Omicidio Angelo Vassallo, 9 indagati: 3 Carabinieri, 4 imprenditori e 2 camorristi

Omicidio Angelo Vassallo, 9 indagati: 3 Carabinieri, 4 imprenditori e 2 camorristi

Secondo gli inquirenti, sarebbe stato ucciso perché era venuto a conoscenza di un traffico di droga che girava attorno al porto turistico di Acciaroli e stava per rivelarlo


CAMPANIA – Dopo dodici anni le indagini per l’omicidio di Angelo Vassallo sembrano aver raggiunto un punto di svolta: omicidio e associazione per delinquere finalizzata al traffico di droga le ipotesi di reato contestate dagli inquirenti, che in queste ore hanno eseguito un decreto di perquisizione nei confronti di nove indagati a vario titolo. Si tratta di tre carabinieri, quattro imprenditori e due esponenti di un clan camorristico: secondo gli inquirenti, Angelo Vassallo sarebbe stato ucciso perché era venuto a conoscenza di un traffico di droga che girava attorno al porto turistico di Acciaroli e stava per rivelarlo.

In particolare, i ruoli avuti dai nove in questa vicenda sarebbero diversi: nel decreto di perquisizione emesso dalla Dda di Salerno, si evince che ad essere indagati per traffico di droga sarebbero i quattro imprenditori ed i tre carabinieri, con quest’ultimi indagati anche, assieme ad uno degli imprenditori e a due esponenti di un clan camorristico locale, per l’omicidio del sindaco Vassallo. I due apparterrebbero al clan camorristico dei Loreto-Ridosso, attivo in particolar modo a Scafati.
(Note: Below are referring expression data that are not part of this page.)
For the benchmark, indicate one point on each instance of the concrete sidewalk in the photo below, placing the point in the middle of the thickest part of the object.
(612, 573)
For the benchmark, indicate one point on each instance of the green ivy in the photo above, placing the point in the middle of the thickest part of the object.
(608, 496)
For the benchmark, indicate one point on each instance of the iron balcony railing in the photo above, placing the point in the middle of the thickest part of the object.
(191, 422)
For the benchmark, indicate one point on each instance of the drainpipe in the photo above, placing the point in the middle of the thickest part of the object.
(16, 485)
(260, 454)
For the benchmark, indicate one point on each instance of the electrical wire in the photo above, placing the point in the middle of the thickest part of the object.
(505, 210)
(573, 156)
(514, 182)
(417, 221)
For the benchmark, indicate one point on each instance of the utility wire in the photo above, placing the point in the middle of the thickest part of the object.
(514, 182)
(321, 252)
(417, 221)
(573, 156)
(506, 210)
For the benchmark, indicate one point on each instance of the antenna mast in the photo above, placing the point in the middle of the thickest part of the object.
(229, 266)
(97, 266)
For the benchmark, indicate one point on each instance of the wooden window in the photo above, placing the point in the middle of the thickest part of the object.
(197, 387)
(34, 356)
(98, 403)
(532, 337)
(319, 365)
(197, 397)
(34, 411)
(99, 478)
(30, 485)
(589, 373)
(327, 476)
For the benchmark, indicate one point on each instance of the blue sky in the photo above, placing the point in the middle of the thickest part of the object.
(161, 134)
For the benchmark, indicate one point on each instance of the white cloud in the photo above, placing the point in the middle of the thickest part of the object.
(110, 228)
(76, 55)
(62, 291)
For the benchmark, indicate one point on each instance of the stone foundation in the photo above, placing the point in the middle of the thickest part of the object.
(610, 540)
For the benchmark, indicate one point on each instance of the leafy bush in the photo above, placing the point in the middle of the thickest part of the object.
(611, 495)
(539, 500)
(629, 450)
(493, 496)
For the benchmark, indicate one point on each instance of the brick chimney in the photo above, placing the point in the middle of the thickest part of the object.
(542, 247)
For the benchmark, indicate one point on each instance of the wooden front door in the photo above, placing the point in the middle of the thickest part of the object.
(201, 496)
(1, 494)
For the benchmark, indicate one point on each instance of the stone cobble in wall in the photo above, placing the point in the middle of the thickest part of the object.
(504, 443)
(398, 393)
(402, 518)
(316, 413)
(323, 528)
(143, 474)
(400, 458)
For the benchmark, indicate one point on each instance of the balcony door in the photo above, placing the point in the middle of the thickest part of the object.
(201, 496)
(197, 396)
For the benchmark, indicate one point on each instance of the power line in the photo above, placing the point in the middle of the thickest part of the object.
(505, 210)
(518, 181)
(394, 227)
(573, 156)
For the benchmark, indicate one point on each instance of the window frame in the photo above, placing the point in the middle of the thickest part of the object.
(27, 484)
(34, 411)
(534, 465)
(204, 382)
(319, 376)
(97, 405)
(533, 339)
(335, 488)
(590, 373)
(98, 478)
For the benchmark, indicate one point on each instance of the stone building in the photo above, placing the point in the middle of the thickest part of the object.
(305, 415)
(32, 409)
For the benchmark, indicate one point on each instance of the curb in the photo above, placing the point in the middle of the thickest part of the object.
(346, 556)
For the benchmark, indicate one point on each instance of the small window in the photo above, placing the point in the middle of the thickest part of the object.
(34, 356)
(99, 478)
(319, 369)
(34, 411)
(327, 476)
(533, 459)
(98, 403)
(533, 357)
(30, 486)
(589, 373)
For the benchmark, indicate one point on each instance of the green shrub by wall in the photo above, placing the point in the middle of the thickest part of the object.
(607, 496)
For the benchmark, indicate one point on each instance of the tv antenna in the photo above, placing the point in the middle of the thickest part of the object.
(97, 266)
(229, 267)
L’omicidio il 5 settembre 2010

L’omicidio di Angelo Vassallo, sindaco di Pollica eletto con il Partito Democratico, avvenne la sera del 5 settembre 2010, mentre stava rientrando nella sua casa ad Acciaroli, frazione del comune di Pollica. Verso le 22.15 circa, ignori esplosero nove colpi di pistola, sette dei quali a segno e che non gli lasciarono scampo. Fin da subito si seguì la pista dell’omicidio da parte di clan di camorra: in particolare, si iniziò immediatamente a pensare ad un collegamento con le azioni svolte da Vassallo a tutela dell’ambiente e che coinvolgevano il porto locale, il cui controllo per i clan era essenziale per il commercio di droga. Droga che stava “invadendo” la sua città e contro la quale aveva intrapreso una dura battaglia.